The thing about the circus that first captured my imagination was it visual excitement: the color, the movement, the changing lights, those magical super trouper followspots piercing the darkness of Madison Square Garden with moving shafts of colored light.

It is that same physical part of the circus production that still stirs my heart and stimulates the mind.  So costumes, lights, props and movement are still very significant elements by which I first judge a circus.

I offer this preamble to my discussion of Circus Smirkus’ most recent production,  Anchors Away for Atlantis, in which the aforementioned physical elements work exceeding well and serve immeasurably to enhance the overall production.  The same is true for Circus Juventas’ production Neverland.  Juventas which has been staging extravagant physical production as showcases for the work of their ever growing number of talented students for the past twenty years.

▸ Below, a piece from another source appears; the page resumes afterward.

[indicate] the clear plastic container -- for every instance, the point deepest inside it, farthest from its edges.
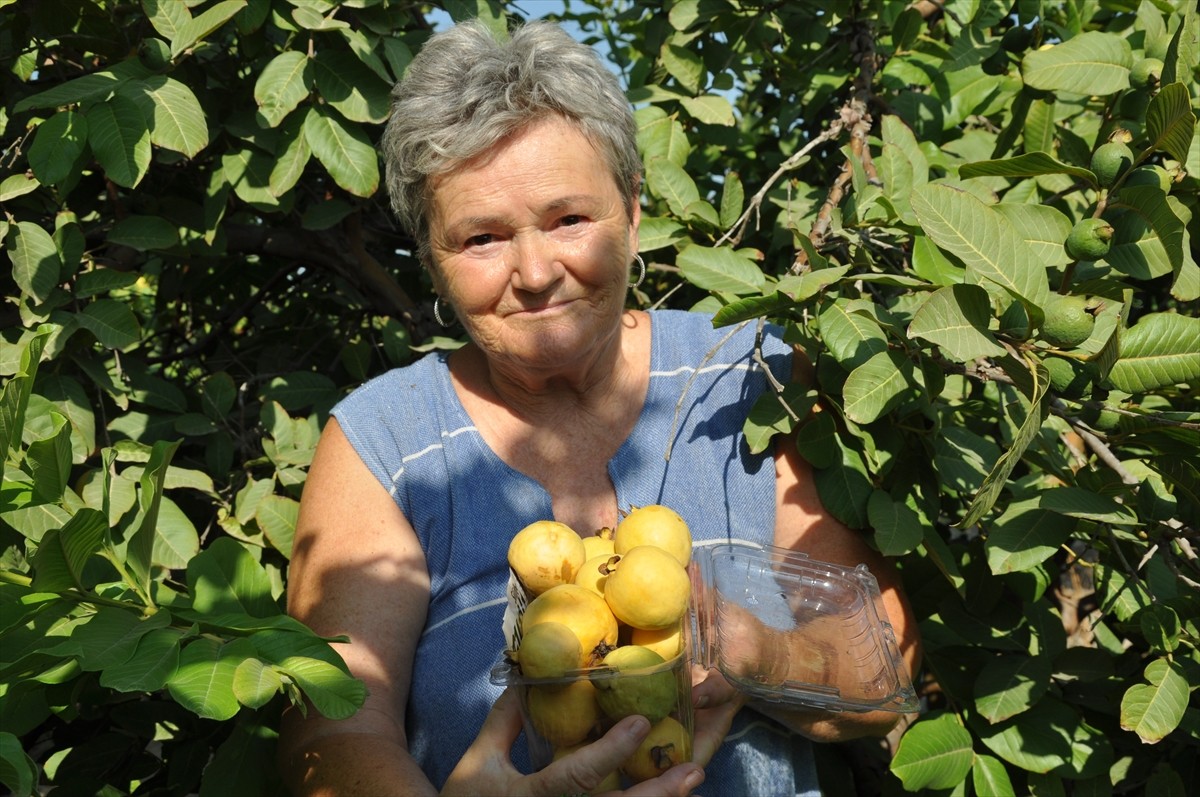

Certainly the physical production is a vital part of the success of Feld Entertainment’s latest adventure Marvel Universe Live, aside from his non-stop action.

This issue of Spectacle focuses exclusively on reviews, and in each the visual component is a important element.  There are nine reviews in all, suggesting the diversity of expression the circus arts can be put to use.  Each is accompanied by a photo gallery, two of which are quite extensive.  The two productions that are exceptions in part to the above are the Bindlestiff’s Family Cirkus and spontaneous new skill-based production, Company McQuigg, both of which strip down the production values to highlight the skills as their essential ingredients.